Quels sont vos modèles ? Valérie Lemercier, Philippe Caubère ?
Oui bien sûr, Valérie Lemercier et Philippe Caubère sont deux modèles que j’admire énormément. Il y a Zouc aussi. Chez ces trois artistes, j’admire la finesse, la précision, la capacité inouïe d’observation et de restitution de l’humain, dans sa grandeur comme dans son ridicule, dans sa beauté comme sa noirceur.
Comment est-ce que cela se met en scène, soi-même ? Comment se dirige-t-on ?

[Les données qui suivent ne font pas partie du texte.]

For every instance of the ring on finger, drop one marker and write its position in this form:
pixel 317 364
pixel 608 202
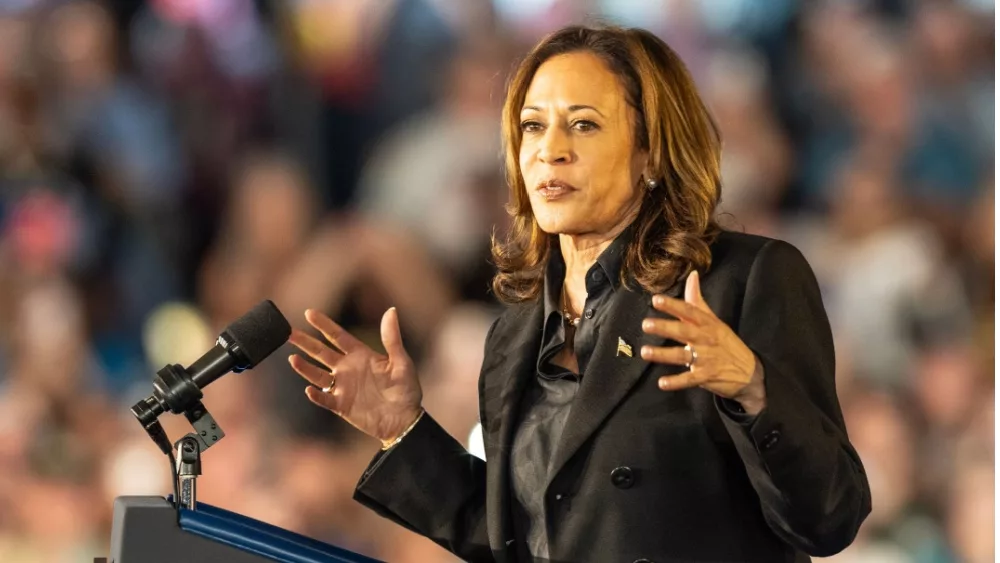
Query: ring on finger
pixel 333 383
pixel 694 356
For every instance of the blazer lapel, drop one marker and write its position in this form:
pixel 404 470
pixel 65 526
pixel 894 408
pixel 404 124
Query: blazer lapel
pixel 509 366
pixel 609 375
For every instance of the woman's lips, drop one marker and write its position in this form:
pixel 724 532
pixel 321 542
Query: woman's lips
pixel 552 190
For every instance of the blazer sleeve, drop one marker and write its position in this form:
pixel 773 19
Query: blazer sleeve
pixel 812 487
pixel 430 484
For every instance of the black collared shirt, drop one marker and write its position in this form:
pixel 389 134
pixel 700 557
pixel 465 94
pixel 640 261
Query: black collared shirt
pixel 546 402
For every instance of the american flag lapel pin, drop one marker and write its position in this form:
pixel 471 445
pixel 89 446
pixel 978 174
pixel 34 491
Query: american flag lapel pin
pixel 623 348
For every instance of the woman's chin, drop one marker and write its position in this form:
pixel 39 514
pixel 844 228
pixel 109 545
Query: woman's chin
pixel 561 224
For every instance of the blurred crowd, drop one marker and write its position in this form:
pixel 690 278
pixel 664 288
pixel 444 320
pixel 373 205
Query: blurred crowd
pixel 165 165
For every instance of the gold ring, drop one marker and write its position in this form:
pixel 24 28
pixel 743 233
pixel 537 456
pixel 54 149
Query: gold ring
pixel 694 356
pixel 332 384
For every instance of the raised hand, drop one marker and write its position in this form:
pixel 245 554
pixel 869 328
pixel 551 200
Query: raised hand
pixel 378 394
pixel 724 365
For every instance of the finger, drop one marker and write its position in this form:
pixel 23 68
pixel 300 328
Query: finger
pixel 684 380
pixel 692 291
pixel 315 348
pixel 392 339
pixel 679 331
pixel 675 355
pixel 333 332
pixel 311 373
pixel 682 309
pixel 329 401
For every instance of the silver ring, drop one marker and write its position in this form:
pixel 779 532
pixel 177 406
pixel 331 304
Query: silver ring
pixel 333 383
pixel 694 356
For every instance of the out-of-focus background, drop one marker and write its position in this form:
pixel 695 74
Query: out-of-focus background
pixel 167 164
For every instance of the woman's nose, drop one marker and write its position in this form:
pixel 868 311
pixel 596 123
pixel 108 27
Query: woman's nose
pixel 555 148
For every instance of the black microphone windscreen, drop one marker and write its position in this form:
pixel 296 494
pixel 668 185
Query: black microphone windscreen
pixel 260 332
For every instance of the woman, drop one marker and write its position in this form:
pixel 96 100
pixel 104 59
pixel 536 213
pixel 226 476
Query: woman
pixel 658 390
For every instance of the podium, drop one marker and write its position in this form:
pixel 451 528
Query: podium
pixel 149 529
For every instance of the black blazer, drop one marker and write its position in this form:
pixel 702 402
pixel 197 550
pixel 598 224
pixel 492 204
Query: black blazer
pixel 650 475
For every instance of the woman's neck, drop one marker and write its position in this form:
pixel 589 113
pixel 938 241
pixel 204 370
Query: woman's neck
pixel 580 252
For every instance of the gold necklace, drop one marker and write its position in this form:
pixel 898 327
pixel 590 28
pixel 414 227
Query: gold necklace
pixel 573 321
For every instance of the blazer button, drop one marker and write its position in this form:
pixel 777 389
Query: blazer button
pixel 770 439
pixel 622 477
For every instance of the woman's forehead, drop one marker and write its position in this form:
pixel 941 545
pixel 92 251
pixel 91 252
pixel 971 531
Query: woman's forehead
pixel 574 80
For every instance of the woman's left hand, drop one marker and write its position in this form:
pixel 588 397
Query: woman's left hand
pixel 724 364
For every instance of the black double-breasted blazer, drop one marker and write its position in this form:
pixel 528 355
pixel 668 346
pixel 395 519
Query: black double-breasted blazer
pixel 642 474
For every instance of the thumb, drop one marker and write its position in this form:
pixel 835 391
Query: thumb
pixel 392 338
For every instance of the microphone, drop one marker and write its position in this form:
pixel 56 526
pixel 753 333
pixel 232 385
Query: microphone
pixel 241 346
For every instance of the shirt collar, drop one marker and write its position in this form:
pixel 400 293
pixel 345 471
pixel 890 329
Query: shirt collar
pixel 610 261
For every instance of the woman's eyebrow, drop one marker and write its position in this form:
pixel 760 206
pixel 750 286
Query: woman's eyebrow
pixel 582 107
pixel 575 107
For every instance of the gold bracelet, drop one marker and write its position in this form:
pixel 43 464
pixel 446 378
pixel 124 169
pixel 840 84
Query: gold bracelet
pixel 398 439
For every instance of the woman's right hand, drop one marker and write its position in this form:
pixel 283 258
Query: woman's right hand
pixel 377 394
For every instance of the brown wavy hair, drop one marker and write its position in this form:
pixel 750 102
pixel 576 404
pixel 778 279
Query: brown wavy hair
pixel 675 224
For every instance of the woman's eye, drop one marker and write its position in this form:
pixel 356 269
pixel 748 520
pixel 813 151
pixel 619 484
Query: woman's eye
pixel 531 126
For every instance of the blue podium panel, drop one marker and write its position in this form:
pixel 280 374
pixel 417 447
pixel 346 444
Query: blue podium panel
pixel 146 529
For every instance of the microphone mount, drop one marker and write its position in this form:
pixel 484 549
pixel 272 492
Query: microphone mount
pixel 175 391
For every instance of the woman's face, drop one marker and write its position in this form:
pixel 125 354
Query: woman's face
pixel 580 165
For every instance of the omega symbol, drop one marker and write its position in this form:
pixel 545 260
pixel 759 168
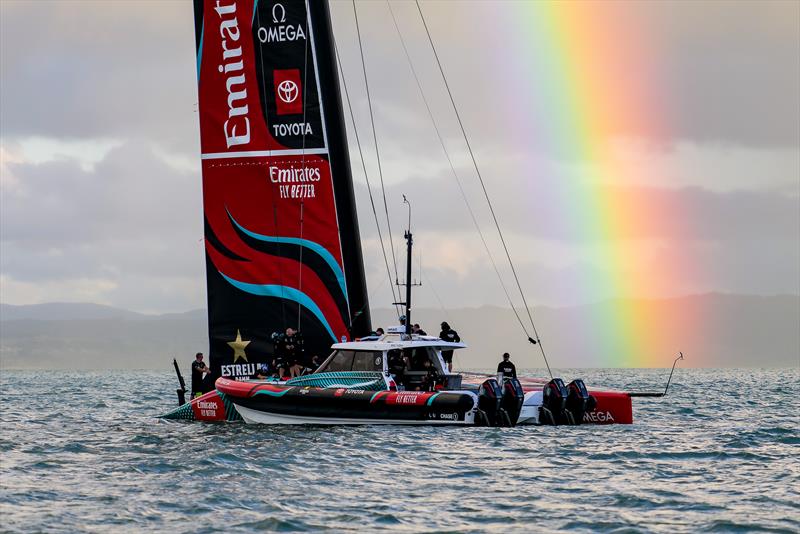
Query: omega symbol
pixel 278 9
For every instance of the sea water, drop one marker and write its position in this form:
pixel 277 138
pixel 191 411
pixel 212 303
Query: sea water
pixel 84 451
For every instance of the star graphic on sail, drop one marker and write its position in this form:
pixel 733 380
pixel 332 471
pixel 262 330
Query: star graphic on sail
pixel 238 345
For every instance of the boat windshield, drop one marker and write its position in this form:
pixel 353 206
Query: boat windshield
pixel 353 360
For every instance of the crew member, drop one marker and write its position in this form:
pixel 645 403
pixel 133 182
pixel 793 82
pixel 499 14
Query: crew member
pixel 448 334
pixel 199 368
pixel 293 351
pixel 262 372
pixel 397 366
pixel 506 367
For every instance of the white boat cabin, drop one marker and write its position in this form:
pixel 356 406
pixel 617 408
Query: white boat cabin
pixel 419 354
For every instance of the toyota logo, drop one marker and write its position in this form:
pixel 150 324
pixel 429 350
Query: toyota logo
pixel 287 91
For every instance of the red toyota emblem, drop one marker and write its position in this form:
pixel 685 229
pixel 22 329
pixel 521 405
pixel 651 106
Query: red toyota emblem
pixel 288 91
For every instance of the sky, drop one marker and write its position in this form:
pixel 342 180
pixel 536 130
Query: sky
pixel 638 150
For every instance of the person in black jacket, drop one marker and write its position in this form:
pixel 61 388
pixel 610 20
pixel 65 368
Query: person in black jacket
pixel 506 367
pixel 448 334
pixel 198 369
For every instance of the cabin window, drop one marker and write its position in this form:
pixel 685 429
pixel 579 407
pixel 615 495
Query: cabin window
pixel 350 360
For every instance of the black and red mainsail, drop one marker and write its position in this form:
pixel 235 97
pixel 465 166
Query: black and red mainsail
pixel 281 233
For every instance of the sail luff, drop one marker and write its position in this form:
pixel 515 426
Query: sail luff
pixel 282 244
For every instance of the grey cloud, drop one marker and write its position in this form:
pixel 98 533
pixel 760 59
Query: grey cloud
pixel 547 210
pixel 87 69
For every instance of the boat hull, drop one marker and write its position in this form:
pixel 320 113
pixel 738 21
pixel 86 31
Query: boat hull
pixel 285 404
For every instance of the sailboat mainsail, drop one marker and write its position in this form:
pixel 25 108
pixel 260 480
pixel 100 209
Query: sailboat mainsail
pixel 281 233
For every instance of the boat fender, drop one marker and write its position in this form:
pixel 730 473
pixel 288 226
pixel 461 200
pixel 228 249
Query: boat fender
pixel 578 401
pixel 513 398
pixel 554 399
pixel 489 398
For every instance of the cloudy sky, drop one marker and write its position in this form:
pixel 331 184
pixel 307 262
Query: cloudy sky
pixel 678 120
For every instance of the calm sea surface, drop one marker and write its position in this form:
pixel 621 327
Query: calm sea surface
pixel 85 452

Je passe au travail de plateau quand le texte est finalisé. Pour moi, l’écriture et le passage au jeu relèvent donc vraiment d’un même geste. Je n’écris pas un texte sur lequel je me pose ensuite des questions de mise en scène.
J’écris un spectacle, je le visualise très précisément, je visualise chaque personnage, chaque situation,
chaque énergie, très précisément, et ensuite, finalement, il ne s’agit plus que de « me le mettre dans le corps ».
Je travaille donc très scrupuleusement, très « scolairement », pour mettre en vie ce que j’ai écrit. Comme en
général, les décisions sur le spectacle et sa mise en scène sont prises avant le travail de répétition, c’est presque
comme un entraînement sportif de le répéter. Je répète donc seule pendant plusieurs semaines, puis Baptiste,
mon collaborateur, vient assister à des débuts de filage pour vérifier avec moi que les choses fonctionnent...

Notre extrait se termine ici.